Overview
For the final episode of 2023 we discuss creating PoCs for vulns in tar and the
looming EOL for Ubuntu 23.04, plus we look into security updates for curl,
BlueZ, Netatalk, GNOME Settings and a heap more.
This week in Ubuntu Security Updates
57 unique CVEs addressed
[USN-6535-1] curl vulnerabilities (00:54)
- 2 CVEs addressed in Focal (20.04 LTS), Jammy (22.04 LTS), Lunar (23.04), Mantic (23.10)
- Mishandled cookies from domains with mixed case - allowing an attacker to
create so called “super cookies” that would then get passed back to more
domains that what is normally allowed - ie a site can set a cookie which is
then sent to different / unrelated sites. Depends on a feature called the
Public Suffix List which is a community initiative (led by Mozilla) to provide
an accurate list of domain name suffixes - ie.
.com
/ .org
but also .co.uk
etc - since there is no good algorithmic way of determining the highest level
at which a domain may be registered for a particular TLD as each registrar is
different
- so could set a cookie with
domain=co.UK
with a URL of say curl.co.uk
and
this would then get sent to every other .co.uk
domain contrary to the
expectations of the PSL which lists .co.uk
as a PSL domain
[USN-6463-2] Open VM Tools vulnerabilities (02:56)
- 2 CVEs addressed in Xenial ESM (16.04 ESM), Bionic ESM (18.04 ESM)
- SAML token signature bypass - allows an attacker who already has Guest
Operation Privileges within a guest VM to elevate their privileges if the VM
has been assigned a more privileged Guest Alias
- File descriptor hijack vulnerability within the
vmware-user-suid
wrapper - a
local user with non-root privileges that is able to hijack the /dev/uinput
file descriptor may be able to simulate user inputs
[USN-6538-1] PostgreSQL vulnerabilities (03:48)

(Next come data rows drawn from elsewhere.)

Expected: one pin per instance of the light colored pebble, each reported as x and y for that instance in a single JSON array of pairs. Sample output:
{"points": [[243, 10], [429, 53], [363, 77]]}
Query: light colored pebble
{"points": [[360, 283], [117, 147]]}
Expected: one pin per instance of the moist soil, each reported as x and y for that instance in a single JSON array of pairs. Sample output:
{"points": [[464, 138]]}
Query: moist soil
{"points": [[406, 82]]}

- 3 CVEs addressed in Focal (20.04 LTS), Jammy (22.04 LTS), Lunar (23.04), Mantic (23.10)
- Upgrades to the latest upstream point releases - includes both security and
bug fixes etc
- 15.5 (23.10, 23.04)
- 14.10 (22.04 LTS)
- 12.17 (20.04 LTS)
[USN-6539-1] python-cryptography vulnerabilities (04:14)

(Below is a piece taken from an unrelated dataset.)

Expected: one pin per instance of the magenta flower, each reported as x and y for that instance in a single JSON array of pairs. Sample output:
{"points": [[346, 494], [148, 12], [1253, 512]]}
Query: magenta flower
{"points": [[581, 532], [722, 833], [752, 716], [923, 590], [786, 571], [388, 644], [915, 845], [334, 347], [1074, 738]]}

- 2 CVEs addressed in Focal (20.04 LTS), Jammy (22.04 LTS), Lunar (23.04), Mantic (23.10)
- NULL pointer dereference / segfault on loading of crafted PKCS7 certificates
[USN-6540-1] BlueZ vulnerability (04:57)
- 1 CVEs addressed in Xenial ESM (16.04 ESM), Bionic ESM (18.04 ESM), Focal (20.04 LTS), Jammy (22.04 LTS), Lunar (23.04), Mantic (23.10)
- Whilst bluetooth discoverable, possible for an attacker to pair a HID device
and inject keystrokes etc without any intervention
- Fixed by enabling the existing configuration
ClassicBondedOnly=true
- this may
break some legacy input devices like PS3 controller - in which case, should
edit /etc/bluetooth/input.conf
and set this back to false
but then beware that
you may be vulnerable to attack from anyone within bluetooth range when your
machines is discoverable - ie. bluetooth settings panel is open
[USN-6541-1] GNU C Library vulnerabilities (06:30)
- 3 CVEs addressed in Xenial ESM (16.04 ESM), Bionic ESM (18.04 ESM), Focal (20.04 LTS), Jammy (22.04 LTS), Lunar (23.04)
- Previous fix for CVE-2023-4806 was not sufficient - UAF in
getaddrinfo()
-
possible to still trigger
[USN-6522-2] FreeRDP vulnerabilities (07:00)
[USN-6542-1] TinyXML vulnerability (07:08)
- 1 CVEs addressed in Xenial ESM (16.04 ESM), Bionic ESM (18.04 ESM), Focal (20.04 LTS)
- Infinite loop able to be triggered by a crafted XML document - CPU-based DoS
[USN-6543-1] GNU Tar vulnerability (07:18)
-
1 CVEs addressed in Trusty ESM (14.04 ESM), Xenial ESM (16.04 ESM), Bionic ESM (18.04 ESM), Focal (20.04 LTS), Jammy (22.04 LTS), Lunar (23.04), Mantic (23.10)
-
Stack buffer overflow on parsing a tar archive with an extremely large
extended attribute name/value - PAX
archive format allows to store extended
attributes - on the kernel’s VFS layer these are limited to 255 bytes for the
name and 64kB for the value - but in a tar these can be basically arbitrary
-
When processing the archive, tar would allocate space for these on the stack -
BUT the stack is limited to a maximum size of 8MB normally - so if can specify
an xattr name of more than 8MB can overflow the entire stack memory region -
then into guard pages or even beyond, triggering a segfault or at worst a heap
corruption and hence possible RCE -> but in Ubuntu we have enabled stack clash
protection since 19.10 - which turns this into a DoS only
- Reminiscent of the original Stack Clash “System Down” vulnerability in systemd
$ hardening-check $(which tar)
/usr/bin/tar:
Position Independent Executable: yes
Stack protected: yes
Fortify Source functions: yes (some protected functions found)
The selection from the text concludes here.